After leaving the lock company he worked his way up the Studebaker Corporation ladder until he became International Advertising Manager. Studebaker ceased production and Durish was unemployed. He'd learned a lot about advertising and decided to start his own firm.

He rejected offers to go to work for other corporations even though he was strapped with a mortgage, wife and three young kids. Instead, at 28, he struck out on his own. With very little capital and a two month lease on a tiny downtown Toronto office, Durish & Associates was launched. His first client was Peugeot Canada. He promised to provide the French car manufacturer with creative commercials for prime time radio and television advertising. The difference from other agencies was that Durish was willing to take payment in cars, not cash.

The scheme worked very well. Peugeot was not putting out any cash, which comes out of profits. "If they owed me $3,500, they'd pay me one car, which in actual fact was worth $7,000 retail.

Paul then approached many of Canada's largest radio and television stations and bartered the cars for advertising. "They could use the cars for news cruisers or for promotions and prizes, he said.

Within ten years Durish had acquired real estate, farm equipment, printing and publishing companies. He was a success. At the age of 38, when most people are looking 30 years ahead to their pension, Paul Durish, with assets of over $10 million, announced his retirement. He was going to sit back, spend time on his 52 foot yacht which he kept in the Caribbean, and enjoy the fruits of his labour. Those of us who knew him knew it wouldn't last. Paul was adamant it would. In actual fact it lasted about a year.

During that time Paul liquidated everything except his extensive land holdings. While visiting Kenya in 1978, he saw animals allowed to roam freely to the delight of the visitors watching. He decided to establish his own private game farm.

The Klahanie Wildlife Sanctuary is now home to hundreds of deer (five varieties), timber wolves, llamas, yak, buffalo, wild geese, ducks, peacocks and eight stocked fish ponds. The only fence at the 150-acre site just north of Erin, Ontario, is the one surrounding the property. The Durish family may look out of the windows of their sumptuous converted bam home and see dozens of animals intermingling in the wild.
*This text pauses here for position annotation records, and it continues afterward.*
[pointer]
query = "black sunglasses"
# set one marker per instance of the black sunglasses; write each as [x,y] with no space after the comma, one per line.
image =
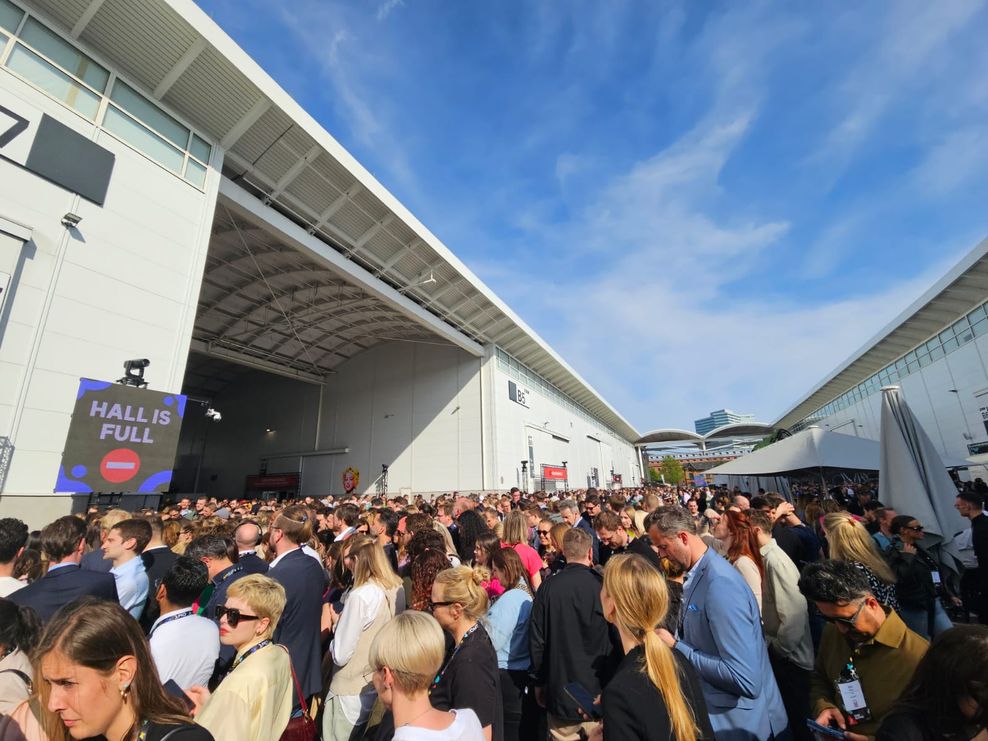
[233,615]
[851,621]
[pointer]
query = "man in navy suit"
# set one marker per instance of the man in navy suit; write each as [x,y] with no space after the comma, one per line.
[720,634]
[94,561]
[64,541]
[158,559]
[247,536]
[304,582]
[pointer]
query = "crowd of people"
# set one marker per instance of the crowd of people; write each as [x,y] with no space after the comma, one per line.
[659,613]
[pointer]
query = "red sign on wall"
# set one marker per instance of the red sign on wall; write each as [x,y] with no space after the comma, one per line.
[273,482]
[554,473]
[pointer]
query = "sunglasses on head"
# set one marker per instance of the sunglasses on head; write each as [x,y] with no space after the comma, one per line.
[233,615]
[851,621]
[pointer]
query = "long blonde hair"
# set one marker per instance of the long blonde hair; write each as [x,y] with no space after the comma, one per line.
[370,563]
[850,541]
[641,600]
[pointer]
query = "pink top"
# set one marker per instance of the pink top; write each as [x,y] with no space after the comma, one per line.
[530,558]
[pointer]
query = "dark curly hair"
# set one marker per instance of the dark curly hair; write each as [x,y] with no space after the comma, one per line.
[423,570]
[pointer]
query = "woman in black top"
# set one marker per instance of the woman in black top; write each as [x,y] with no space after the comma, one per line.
[469,675]
[655,694]
[98,680]
[947,698]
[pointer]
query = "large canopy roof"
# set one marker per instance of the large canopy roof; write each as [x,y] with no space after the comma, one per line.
[275,150]
[726,432]
[812,448]
[959,291]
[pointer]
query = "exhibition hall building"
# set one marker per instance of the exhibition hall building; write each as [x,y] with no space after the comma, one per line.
[162,199]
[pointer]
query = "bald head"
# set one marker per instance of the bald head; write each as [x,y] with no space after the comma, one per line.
[247,535]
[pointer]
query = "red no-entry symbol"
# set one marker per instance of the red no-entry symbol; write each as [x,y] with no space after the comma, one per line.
[120,465]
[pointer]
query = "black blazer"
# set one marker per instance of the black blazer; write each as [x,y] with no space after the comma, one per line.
[157,561]
[253,564]
[634,709]
[61,586]
[299,627]
[569,639]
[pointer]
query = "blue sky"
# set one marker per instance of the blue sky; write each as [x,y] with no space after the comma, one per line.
[697,204]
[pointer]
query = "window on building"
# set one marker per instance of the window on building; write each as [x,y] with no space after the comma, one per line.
[147,128]
[49,62]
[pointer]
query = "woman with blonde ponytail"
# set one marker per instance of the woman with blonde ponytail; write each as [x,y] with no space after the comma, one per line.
[468,677]
[655,694]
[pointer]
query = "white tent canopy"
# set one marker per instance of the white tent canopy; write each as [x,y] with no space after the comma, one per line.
[813,448]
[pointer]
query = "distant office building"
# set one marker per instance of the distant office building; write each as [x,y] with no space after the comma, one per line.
[720,418]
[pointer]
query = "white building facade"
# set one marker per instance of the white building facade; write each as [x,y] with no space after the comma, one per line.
[937,353]
[162,198]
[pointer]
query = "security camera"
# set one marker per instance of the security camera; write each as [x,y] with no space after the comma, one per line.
[134,370]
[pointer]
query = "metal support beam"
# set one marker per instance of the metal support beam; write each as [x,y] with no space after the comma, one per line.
[197,48]
[87,15]
[249,119]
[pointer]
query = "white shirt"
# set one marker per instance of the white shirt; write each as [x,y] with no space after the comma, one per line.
[465,727]
[362,606]
[184,649]
[9,585]
[132,586]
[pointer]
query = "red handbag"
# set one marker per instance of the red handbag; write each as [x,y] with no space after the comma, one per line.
[302,728]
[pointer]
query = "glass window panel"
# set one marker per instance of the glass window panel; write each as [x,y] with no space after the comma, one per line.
[143,139]
[199,149]
[195,173]
[65,55]
[136,105]
[53,81]
[10,15]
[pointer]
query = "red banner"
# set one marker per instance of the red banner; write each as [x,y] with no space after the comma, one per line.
[554,473]
[273,482]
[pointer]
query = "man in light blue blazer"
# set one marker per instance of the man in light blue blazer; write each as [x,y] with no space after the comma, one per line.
[720,633]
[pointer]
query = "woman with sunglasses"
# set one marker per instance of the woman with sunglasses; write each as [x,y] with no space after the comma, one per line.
[254,701]
[917,579]
[469,675]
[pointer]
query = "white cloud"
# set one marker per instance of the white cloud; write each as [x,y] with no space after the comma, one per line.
[657,329]
[386,8]
[958,158]
[908,56]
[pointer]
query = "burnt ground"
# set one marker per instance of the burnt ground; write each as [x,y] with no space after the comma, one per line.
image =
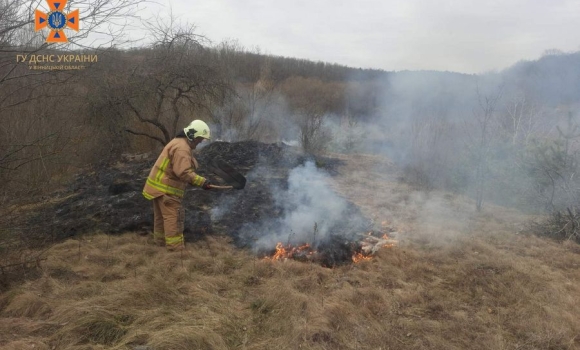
[109,199]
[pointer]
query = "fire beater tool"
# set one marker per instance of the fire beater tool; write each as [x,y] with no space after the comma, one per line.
[230,175]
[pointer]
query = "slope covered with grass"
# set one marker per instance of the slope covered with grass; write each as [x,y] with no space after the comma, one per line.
[455,280]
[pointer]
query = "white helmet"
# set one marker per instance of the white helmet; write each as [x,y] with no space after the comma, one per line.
[197,128]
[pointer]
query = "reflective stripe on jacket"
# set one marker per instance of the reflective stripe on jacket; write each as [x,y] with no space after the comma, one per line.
[173,170]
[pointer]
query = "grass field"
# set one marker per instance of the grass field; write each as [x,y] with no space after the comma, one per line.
[456,280]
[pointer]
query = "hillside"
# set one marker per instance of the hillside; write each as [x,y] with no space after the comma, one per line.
[454,280]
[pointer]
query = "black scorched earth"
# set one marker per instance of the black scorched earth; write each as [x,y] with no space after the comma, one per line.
[109,200]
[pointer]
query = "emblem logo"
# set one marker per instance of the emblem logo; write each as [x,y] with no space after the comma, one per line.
[56,20]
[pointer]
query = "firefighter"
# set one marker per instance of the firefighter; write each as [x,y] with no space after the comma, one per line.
[165,186]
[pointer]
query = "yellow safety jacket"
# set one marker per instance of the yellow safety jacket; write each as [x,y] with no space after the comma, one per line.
[173,170]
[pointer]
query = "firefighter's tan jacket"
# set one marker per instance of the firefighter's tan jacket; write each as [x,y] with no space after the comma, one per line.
[173,170]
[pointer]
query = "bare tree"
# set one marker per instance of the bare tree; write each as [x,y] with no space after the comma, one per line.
[31,134]
[176,78]
[480,135]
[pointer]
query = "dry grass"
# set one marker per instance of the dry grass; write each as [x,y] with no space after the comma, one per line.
[456,280]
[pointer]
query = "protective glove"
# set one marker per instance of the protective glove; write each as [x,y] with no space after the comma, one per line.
[206,185]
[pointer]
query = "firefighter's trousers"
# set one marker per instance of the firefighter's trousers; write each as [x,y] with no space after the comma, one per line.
[169,219]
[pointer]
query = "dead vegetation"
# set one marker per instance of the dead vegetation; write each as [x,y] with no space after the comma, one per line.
[457,280]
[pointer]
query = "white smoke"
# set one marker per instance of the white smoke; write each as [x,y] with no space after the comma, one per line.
[310,211]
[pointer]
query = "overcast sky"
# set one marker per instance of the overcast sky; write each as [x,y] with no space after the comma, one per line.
[469,36]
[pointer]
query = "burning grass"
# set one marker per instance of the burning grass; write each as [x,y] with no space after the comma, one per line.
[333,252]
[452,281]
[214,296]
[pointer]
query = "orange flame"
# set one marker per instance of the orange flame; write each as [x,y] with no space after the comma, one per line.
[358,257]
[288,251]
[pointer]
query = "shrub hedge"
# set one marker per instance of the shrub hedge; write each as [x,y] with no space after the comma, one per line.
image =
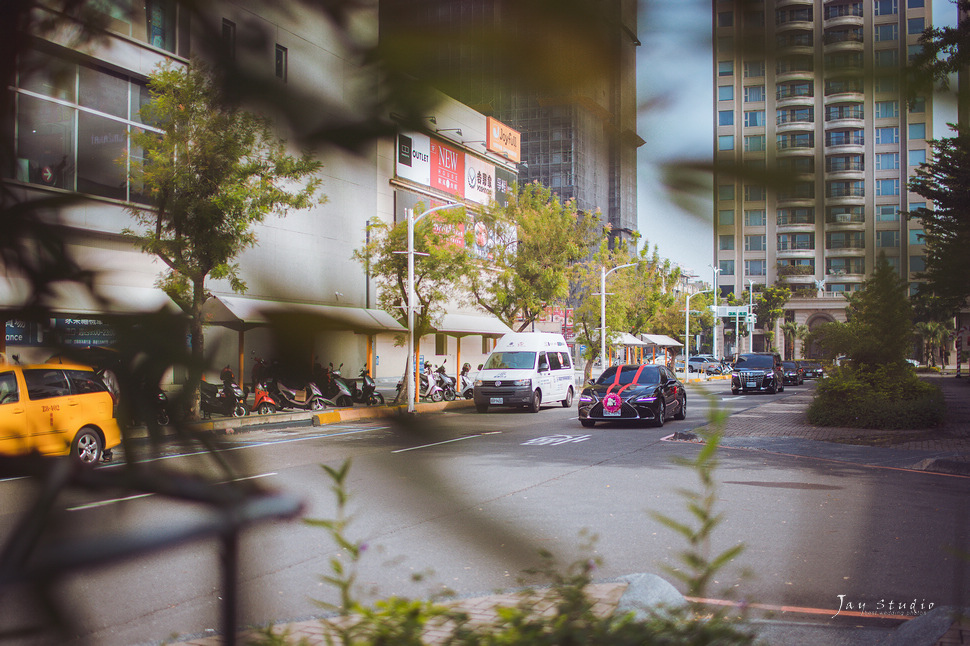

"One day we counted eleven peacocks. We don't operate it as a zoo. Only select, invited groups come here: seniors, disabled children, school groups. We give them a tour of the animals, a chance to fish, and lunch at the house."

Durish's own formal education consisted of school at South Porcupine, St. Catharines, and Meriton in Ontario, and Millard Fillmore College in the United States. He considers ambition and innovation at least as important as formal education.

Although Paul claims he is semi-retired, he still puts in a full day's work.

"I'm really trying to slow down, I can't see spending your entire life just chasing the buck."

What advice does he have for other entrepreneurs who would like to match his success?

"The barter system can still be used. And with Third World Countries who haven't the cash, it should be used. Our profits in the advertising business were enormous compared with the usual 15% earned by agencies using money.

"Also, learn to delegate authority. I never had an office in any of my companies. I had a secretary check every day and phone me. I made visits, but mainly I hired good people and left them alone.

"I think the banking industry is smart to lend money to small business. Banks now acknowledge that entrepreneurs are the backbone of this country's business future."

"When I started out, entrepreneurism was a bad word. Now it is THE word.

"Look for opportunity out of chaos. Then run with it."

Paul Durish is proof positive that in Canada you can achieve ... no matter what your background is.